Herbert Butterfield: Historian as Dissenter
Contemporary Review, Jan, 2005
Herbert Butterfield: Historian as Dissenter. C.T. McIntire. Yale University Press. [pounds sterling]30.00. xxv + 499 pages. ISBN 0-300-09807-3. Herbert Butterfield is, perhaps, best remembered for his book, The Whig Interpretation of History which set new standards in British historiography. This 'intellectual biogroaphy' is by a Canadian scholar who knew Butterfield and who had had access to his surviving manuscripts.

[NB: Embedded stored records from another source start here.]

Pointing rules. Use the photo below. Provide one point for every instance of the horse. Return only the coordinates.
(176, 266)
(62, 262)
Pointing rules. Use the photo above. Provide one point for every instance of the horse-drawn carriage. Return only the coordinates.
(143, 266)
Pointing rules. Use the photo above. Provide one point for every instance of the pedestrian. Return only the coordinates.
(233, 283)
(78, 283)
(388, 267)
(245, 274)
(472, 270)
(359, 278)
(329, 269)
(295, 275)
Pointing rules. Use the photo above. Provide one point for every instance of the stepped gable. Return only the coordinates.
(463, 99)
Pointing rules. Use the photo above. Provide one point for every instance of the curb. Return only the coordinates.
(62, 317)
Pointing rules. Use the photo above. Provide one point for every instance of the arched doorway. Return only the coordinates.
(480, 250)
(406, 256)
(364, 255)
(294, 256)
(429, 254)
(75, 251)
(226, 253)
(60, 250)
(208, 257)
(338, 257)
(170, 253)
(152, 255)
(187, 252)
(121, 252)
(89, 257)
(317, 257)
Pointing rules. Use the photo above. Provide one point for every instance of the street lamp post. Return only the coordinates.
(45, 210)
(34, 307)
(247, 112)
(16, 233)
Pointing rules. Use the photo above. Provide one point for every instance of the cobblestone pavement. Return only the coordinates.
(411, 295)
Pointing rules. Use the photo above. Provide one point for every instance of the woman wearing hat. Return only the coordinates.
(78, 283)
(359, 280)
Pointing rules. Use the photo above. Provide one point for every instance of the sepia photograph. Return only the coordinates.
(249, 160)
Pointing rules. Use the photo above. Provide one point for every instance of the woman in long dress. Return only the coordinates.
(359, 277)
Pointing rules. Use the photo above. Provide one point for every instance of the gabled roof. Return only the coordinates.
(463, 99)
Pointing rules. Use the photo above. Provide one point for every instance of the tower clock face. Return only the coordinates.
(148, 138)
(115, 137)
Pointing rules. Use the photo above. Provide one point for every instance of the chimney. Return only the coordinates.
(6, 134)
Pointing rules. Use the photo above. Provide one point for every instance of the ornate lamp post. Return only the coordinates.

His aim is 'to explore the work of Butterfield as historian'. This is 'a study in the history of historiography', not a 'full blown biography' or a 'life and times'. Ironically, Butterfield's life is itself an academic rags-to-riches tale of a working class Wesleyan Methodist boy from the West Riding who ended up as Regius Professor of History in Cambridge. Prof. McIntire examines not just the published but the unpublished work to see, as it were, Butterfield from the inside out, or history in the making. For Butterfield the Christian religion and historical investigation were the polar stars of his existence and there was a great unity to his life, work and thought. The author has done a first-rate and truly scholarly piece of work in investigating, analysing and presenting this historian and writer and the biography will in its right become invaluable for students of history and of historiography. (R.G.H.)